Sunday, October 21, 2018
Book Review: What are We Doing Here? by Marilynne Robinson
I'm of the opinion that any collection of essays by Marilynne Robinson is worth it, and I'm glad that she's consistent enough to be repeating her familiar (by now) themes. In this collection, she rehabilitates New England Puritans and Oliver Cromwell where in previous ones it was John Calvin and Jonathan Edwards. She also writes some gorgeous prose about recent scientific discoveries in cosmology and immunology, and then turns around and upbraids the selfish-gene crowd for their shallow philosophy and straw-man depictions of religion.
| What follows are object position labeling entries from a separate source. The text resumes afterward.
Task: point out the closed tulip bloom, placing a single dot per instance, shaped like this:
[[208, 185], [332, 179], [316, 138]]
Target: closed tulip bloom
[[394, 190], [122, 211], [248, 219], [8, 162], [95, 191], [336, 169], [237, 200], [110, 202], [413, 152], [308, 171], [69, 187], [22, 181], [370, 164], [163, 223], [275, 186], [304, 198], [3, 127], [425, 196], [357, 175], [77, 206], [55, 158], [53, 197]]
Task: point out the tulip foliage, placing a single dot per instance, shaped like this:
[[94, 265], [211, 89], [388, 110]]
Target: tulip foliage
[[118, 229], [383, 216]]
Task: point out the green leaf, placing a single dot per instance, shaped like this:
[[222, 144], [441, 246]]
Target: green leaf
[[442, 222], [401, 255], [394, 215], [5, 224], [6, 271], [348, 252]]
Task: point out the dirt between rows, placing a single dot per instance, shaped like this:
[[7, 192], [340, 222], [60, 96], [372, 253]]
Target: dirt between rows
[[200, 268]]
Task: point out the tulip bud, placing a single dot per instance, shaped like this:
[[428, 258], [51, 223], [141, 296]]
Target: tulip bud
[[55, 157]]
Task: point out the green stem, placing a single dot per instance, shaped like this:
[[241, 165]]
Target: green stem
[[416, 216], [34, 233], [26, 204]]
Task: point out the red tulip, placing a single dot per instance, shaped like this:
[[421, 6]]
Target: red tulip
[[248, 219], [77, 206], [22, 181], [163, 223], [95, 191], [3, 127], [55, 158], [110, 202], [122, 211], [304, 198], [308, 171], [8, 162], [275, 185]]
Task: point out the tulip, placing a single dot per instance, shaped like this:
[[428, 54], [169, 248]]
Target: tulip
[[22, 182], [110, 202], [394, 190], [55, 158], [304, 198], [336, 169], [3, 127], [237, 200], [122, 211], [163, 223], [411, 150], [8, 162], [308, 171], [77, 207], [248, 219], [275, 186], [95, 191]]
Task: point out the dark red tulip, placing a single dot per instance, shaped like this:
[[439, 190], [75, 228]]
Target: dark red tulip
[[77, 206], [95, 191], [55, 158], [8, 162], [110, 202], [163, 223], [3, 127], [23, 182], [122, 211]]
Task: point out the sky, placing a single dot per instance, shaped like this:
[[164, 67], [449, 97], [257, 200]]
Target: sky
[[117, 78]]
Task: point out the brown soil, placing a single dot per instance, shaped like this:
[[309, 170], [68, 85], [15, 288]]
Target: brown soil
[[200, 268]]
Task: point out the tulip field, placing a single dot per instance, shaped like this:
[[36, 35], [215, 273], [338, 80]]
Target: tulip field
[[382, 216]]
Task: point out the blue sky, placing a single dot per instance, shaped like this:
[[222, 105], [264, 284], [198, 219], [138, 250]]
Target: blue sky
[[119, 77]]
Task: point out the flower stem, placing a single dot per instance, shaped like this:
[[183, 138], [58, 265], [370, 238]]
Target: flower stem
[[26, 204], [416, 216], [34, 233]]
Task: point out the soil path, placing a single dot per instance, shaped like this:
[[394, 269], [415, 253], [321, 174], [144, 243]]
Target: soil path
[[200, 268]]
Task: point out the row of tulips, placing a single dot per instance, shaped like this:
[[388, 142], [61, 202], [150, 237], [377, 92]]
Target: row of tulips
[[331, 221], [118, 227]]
These comprise at least two-thirds of the book and are worth the price of admission easily. Mixed in there's a few essays I disagree with, possibly more strongly than anything else she's written, mostly because she has a few blind spots that she shares with most of academia. Perhaps I have a different perspective as someone who writes for scientists rather than about them, and also as someone whose ears are a little too full of wax to hear the great command "Fear not" as much as I should. It doesn't worry me, I'm sure I'm more wrong than she is about these things. I'm happy to have Robinson goading the scientists with her academic, historically grounded Protestant humanism, and I hope she keeps these coming. Which historical figure gets rehabilitated next, I wonder?